For many years, the Tannenbaum lab has been interested in the formation, distribution, and metabolism of nitrate, nitrite, and N-nitroso compounds. This work led to their discovery of the endogenous synthesis of nitrogen oxides and eventually the discovery of nitric oxide as a biological molecule. At present the laboratory is conducting research on the pathophysiological consequences of nitric oxide and its oxidation products. This encompasses cell-mediated nitrosation, free-radical reactions, and oxidation. Of particular interest is the nature of chemical damage to DNA and its genotoxic consequences. From a health point of view this is important for the inflammatory state and for various infections and diseases that increase the risk of cancer. The Tannenbaum group is also interested in the inhibition of these reactions by antioxidants and other substances that offer protection from oxidative stress.
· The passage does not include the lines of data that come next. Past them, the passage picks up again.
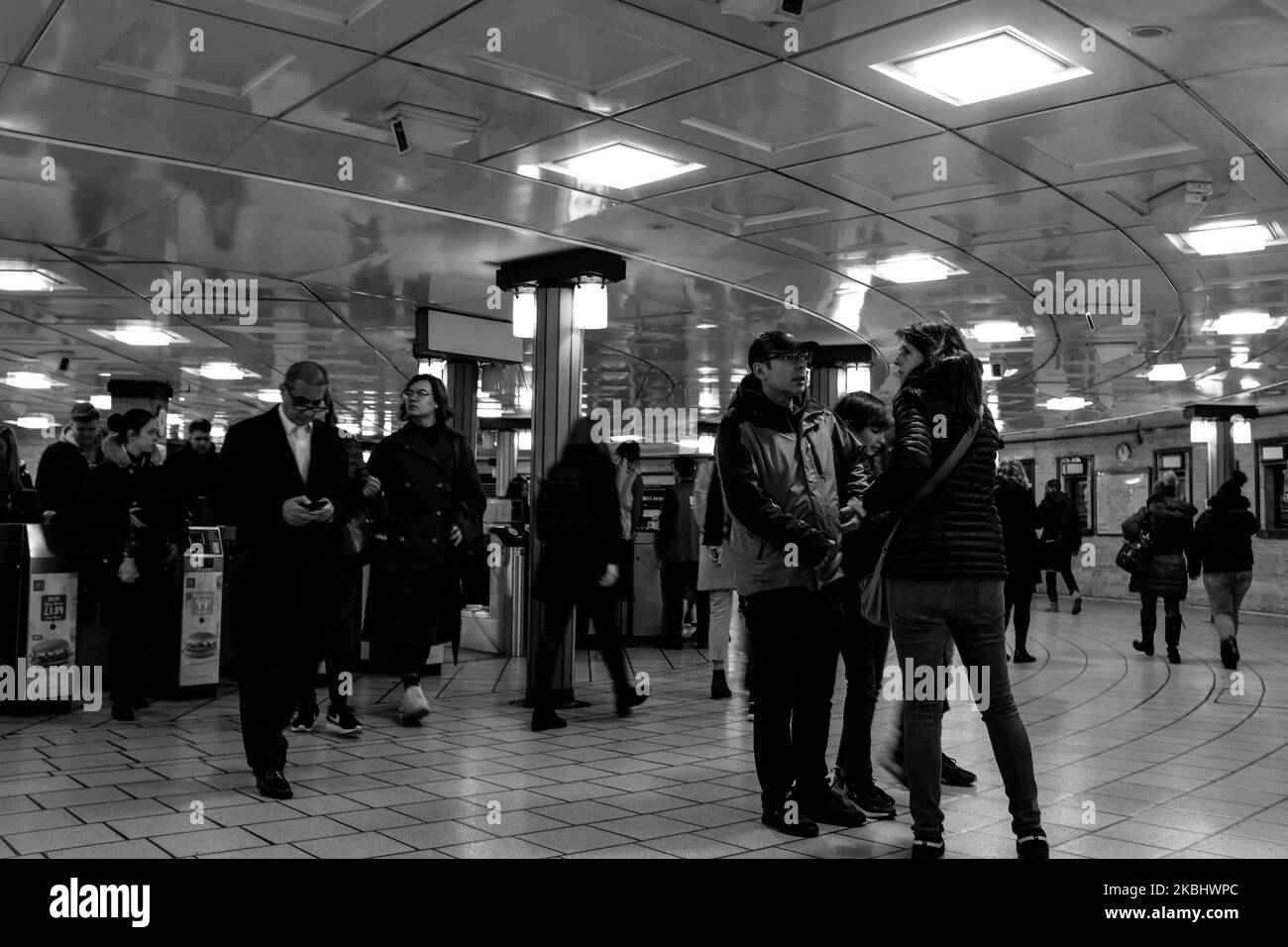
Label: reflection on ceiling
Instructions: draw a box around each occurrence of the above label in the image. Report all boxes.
[0,0,1288,434]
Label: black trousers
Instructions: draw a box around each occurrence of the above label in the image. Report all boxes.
[746,588,845,810]
[836,588,890,785]
[662,559,709,642]
[533,587,634,708]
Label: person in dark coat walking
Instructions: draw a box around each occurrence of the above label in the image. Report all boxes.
[216,362,349,798]
[532,417,645,732]
[863,322,1048,858]
[366,374,486,725]
[1038,479,1082,614]
[993,458,1040,664]
[1124,471,1198,665]
[72,408,188,720]
[1188,471,1261,672]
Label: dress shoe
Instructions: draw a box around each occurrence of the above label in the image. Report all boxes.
[255,770,295,798]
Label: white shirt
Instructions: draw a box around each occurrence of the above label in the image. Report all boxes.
[277,404,313,483]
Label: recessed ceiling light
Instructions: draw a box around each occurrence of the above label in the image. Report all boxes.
[872,26,1091,106]
[1043,395,1091,411]
[1167,220,1280,257]
[966,321,1033,344]
[4,371,54,391]
[89,325,188,346]
[1137,362,1185,381]
[845,254,966,283]
[1199,309,1288,335]
[541,142,705,191]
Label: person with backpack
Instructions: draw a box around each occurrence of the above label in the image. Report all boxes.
[1038,478,1082,614]
[532,417,645,733]
[1188,471,1261,672]
[1124,471,1198,665]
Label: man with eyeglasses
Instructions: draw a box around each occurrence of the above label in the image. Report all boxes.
[716,331,868,837]
[220,362,349,798]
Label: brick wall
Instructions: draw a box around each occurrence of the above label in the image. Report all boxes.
[1002,415,1288,614]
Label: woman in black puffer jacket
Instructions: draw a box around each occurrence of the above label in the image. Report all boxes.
[863,322,1047,858]
[1124,471,1198,665]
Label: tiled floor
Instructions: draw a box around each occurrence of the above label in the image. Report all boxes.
[0,601,1288,858]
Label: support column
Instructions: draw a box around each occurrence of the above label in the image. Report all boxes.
[525,284,583,706]
[446,361,480,451]
[808,368,845,408]
[107,378,174,433]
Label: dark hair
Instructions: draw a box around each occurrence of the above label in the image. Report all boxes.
[896,322,984,415]
[282,362,331,389]
[398,374,456,424]
[107,407,156,447]
[832,391,894,432]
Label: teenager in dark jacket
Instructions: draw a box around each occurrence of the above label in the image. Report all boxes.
[832,391,896,819]
[993,458,1040,664]
[532,417,644,732]
[72,408,188,720]
[1124,471,1198,665]
[863,322,1048,858]
[1038,479,1082,614]
[366,374,486,725]
[1189,471,1259,672]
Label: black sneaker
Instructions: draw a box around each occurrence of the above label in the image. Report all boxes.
[1015,828,1051,858]
[800,786,868,828]
[836,773,896,821]
[760,805,818,839]
[939,755,976,786]
[326,703,362,736]
[912,835,944,860]
[291,703,318,733]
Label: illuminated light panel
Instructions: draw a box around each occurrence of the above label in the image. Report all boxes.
[538,142,705,191]
[871,26,1091,107]
[1167,220,1278,257]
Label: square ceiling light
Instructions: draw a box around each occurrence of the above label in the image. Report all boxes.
[1167,220,1283,257]
[540,142,705,191]
[1199,309,1285,335]
[846,254,966,283]
[89,323,188,347]
[872,26,1091,106]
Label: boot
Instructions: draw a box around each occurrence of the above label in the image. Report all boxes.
[1163,614,1185,665]
[1130,608,1158,657]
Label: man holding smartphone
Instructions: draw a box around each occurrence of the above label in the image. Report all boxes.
[222,362,349,798]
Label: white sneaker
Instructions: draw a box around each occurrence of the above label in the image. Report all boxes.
[398,684,429,725]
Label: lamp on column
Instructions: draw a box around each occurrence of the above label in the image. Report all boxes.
[514,286,537,339]
[572,277,608,329]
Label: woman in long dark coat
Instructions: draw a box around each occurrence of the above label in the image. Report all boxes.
[366,374,486,724]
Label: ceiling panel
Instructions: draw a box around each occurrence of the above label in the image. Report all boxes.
[795,0,1164,128]
[783,133,1042,214]
[396,0,767,115]
[284,59,595,164]
[25,0,371,115]
[612,63,936,167]
[963,86,1245,184]
[161,0,472,53]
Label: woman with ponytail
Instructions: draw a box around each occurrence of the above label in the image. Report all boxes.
[863,322,1048,858]
[72,408,188,720]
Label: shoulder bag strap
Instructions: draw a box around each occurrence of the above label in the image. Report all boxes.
[873,403,984,575]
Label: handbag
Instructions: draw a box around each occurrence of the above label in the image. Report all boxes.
[1115,513,1153,576]
[859,404,984,627]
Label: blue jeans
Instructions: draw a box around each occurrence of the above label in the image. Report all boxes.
[885,578,1042,839]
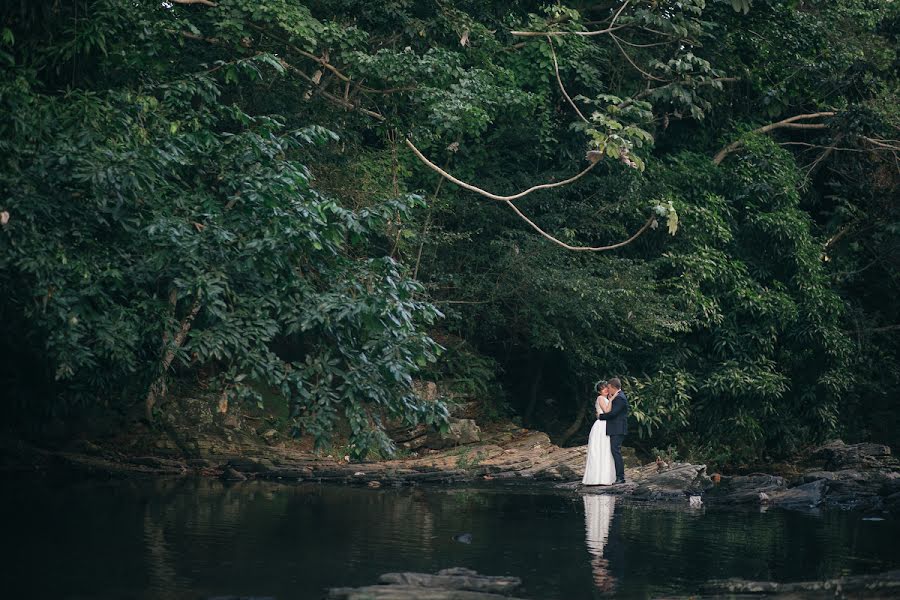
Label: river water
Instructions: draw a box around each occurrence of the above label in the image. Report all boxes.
[0,479,900,600]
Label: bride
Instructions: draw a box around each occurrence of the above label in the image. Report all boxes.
[581,381,616,485]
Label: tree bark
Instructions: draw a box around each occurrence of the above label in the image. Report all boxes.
[556,379,590,446]
[144,290,200,423]
[522,354,544,425]
[713,111,836,165]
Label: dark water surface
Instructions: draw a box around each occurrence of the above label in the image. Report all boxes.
[0,479,900,600]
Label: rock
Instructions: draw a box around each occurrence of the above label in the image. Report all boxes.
[221,465,247,481]
[72,440,103,456]
[703,571,900,600]
[228,456,277,474]
[424,417,481,450]
[328,568,522,600]
[706,473,787,504]
[625,463,709,501]
[804,440,897,471]
[767,479,826,508]
[622,446,641,469]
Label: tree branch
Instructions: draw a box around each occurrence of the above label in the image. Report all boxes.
[509,0,631,37]
[144,290,201,423]
[611,35,666,81]
[169,0,218,7]
[406,138,597,202]
[547,35,590,124]
[713,111,837,165]
[506,200,656,252]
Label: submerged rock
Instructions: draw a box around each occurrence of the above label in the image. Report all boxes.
[328,567,522,600]
[703,571,900,600]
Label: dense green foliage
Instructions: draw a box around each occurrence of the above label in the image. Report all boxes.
[0,0,900,464]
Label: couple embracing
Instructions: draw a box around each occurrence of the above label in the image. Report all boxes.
[581,377,628,485]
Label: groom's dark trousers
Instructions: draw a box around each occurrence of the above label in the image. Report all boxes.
[609,435,625,480]
[597,390,628,481]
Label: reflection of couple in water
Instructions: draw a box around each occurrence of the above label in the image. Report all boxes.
[583,494,616,592]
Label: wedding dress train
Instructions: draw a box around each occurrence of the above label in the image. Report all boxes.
[581,410,616,485]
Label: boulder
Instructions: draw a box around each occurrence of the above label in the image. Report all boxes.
[424,417,481,450]
[706,473,787,504]
[328,567,522,600]
[767,479,827,509]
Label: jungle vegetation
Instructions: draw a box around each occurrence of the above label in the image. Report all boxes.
[0,0,900,466]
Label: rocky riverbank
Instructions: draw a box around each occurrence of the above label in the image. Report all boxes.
[0,392,900,513]
[327,568,900,600]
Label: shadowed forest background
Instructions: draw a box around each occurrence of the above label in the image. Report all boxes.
[0,0,900,467]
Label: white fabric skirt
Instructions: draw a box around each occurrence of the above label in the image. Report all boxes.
[581,419,616,485]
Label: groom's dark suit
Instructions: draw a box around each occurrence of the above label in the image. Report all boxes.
[597,390,628,481]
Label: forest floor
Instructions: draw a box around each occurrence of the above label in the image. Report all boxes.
[0,392,900,512]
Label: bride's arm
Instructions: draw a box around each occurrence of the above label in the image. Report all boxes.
[597,395,612,416]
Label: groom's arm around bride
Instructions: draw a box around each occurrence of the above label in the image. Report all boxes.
[597,377,628,483]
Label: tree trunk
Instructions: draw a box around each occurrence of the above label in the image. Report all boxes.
[556,379,590,446]
[144,290,200,423]
[522,354,544,425]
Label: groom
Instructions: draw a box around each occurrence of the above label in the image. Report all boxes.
[597,377,628,483]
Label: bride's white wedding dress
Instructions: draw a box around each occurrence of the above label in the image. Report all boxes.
[581,400,616,485]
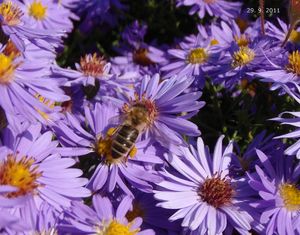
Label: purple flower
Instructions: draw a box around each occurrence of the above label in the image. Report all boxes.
[161,33,220,84]
[249,150,300,235]
[0,207,30,234]
[52,53,133,100]
[154,136,253,235]
[214,38,280,88]
[59,195,155,235]
[0,44,69,123]
[122,20,148,48]
[53,103,163,195]
[113,74,205,148]
[230,131,285,177]
[0,0,62,51]
[0,123,90,231]
[177,0,242,20]
[20,0,74,33]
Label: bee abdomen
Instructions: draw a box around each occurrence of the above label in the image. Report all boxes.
[111,125,139,159]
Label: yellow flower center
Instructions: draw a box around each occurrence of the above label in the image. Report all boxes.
[187,47,208,64]
[96,128,137,165]
[35,94,55,120]
[0,155,41,198]
[0,53,17,84]
[126,202,145,221]
[28,1,47,20]
[3,40,21,59]
[279,183,300,211]
[286,50,300,76]
[97,219,140,235]
[0,1,23,26]
[234,34,249,47]
[231,46,255,68]
[289,30,300,43]
[80,53,106,77]
[132,48,155,66]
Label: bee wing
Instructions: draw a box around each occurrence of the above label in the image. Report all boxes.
[108,114,126,126]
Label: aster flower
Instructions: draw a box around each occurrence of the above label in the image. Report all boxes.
[230,131,285,177]
[249,150,300,235]
[112,74,205,148]
[177,0,242,20]
[154,136,253,235]
[52,53,132,99]
[111,43,167,75]
[251,50,300,92]
[266,18,300,45]
[0,0,61,51]
[0,42,69,122]
[59,195,155,235]
[111,21,167,75]
[0,123,90,232]
[20,0,74,33]
[271,112,300,159]
[76,0,126,32]
[53,103,163,195]
[214,38,281,88]
[161,33,220,85]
Another great interest of the Tannenbaum lab is tissue engineering for drug development and chemical toxicity. Cells placed in culture generally lose at least some key differentiated physiological functions that they normally exhibit as part of organized tissues in the body. Thus, while cultured cells may be adequate for some applications in drug metabolism and detection of toxins, they are certain to fail for others. The Tannenbaum Lab has developed an in vitro organized tissue-based sensor for detection of unknown toxins and rapid screening of drug metabolism. The technology combines a unique chip-based micro tissue arrangement with mass spectrometric and optical sensors to detect changes in tissue behavior and measure primary and secondary biochemical transformations of drugs and toxins.
The Tannenbaum Lab is also developing new approaches to measure the fate of drugs and chemicals in the classical paradigm for drug metabolism: Absorption, Distribution, Metabolism, Excretion (ADME). The methods include variations in biological Mass Spectrometry and Laser-Induced Fluorescence Spectroscopy. The Tannenbaum laboratory has previously conducted extensive research on the chemistry and structural analysis of biological polymers, including proteins, nucleic acids, and polysaccharides. State-of-the-art mass spectrometry instrumentation has enabled them to make quantitative measurements at the sub-femtomole level. An important new, unique tool is an Accelerator Mass Spectrometer for C14 and tritium that will be directly coupled to gas and liquid chromatography. These tools will enable “Nanotracing” of molecules in humans at heretofore unexplored levels.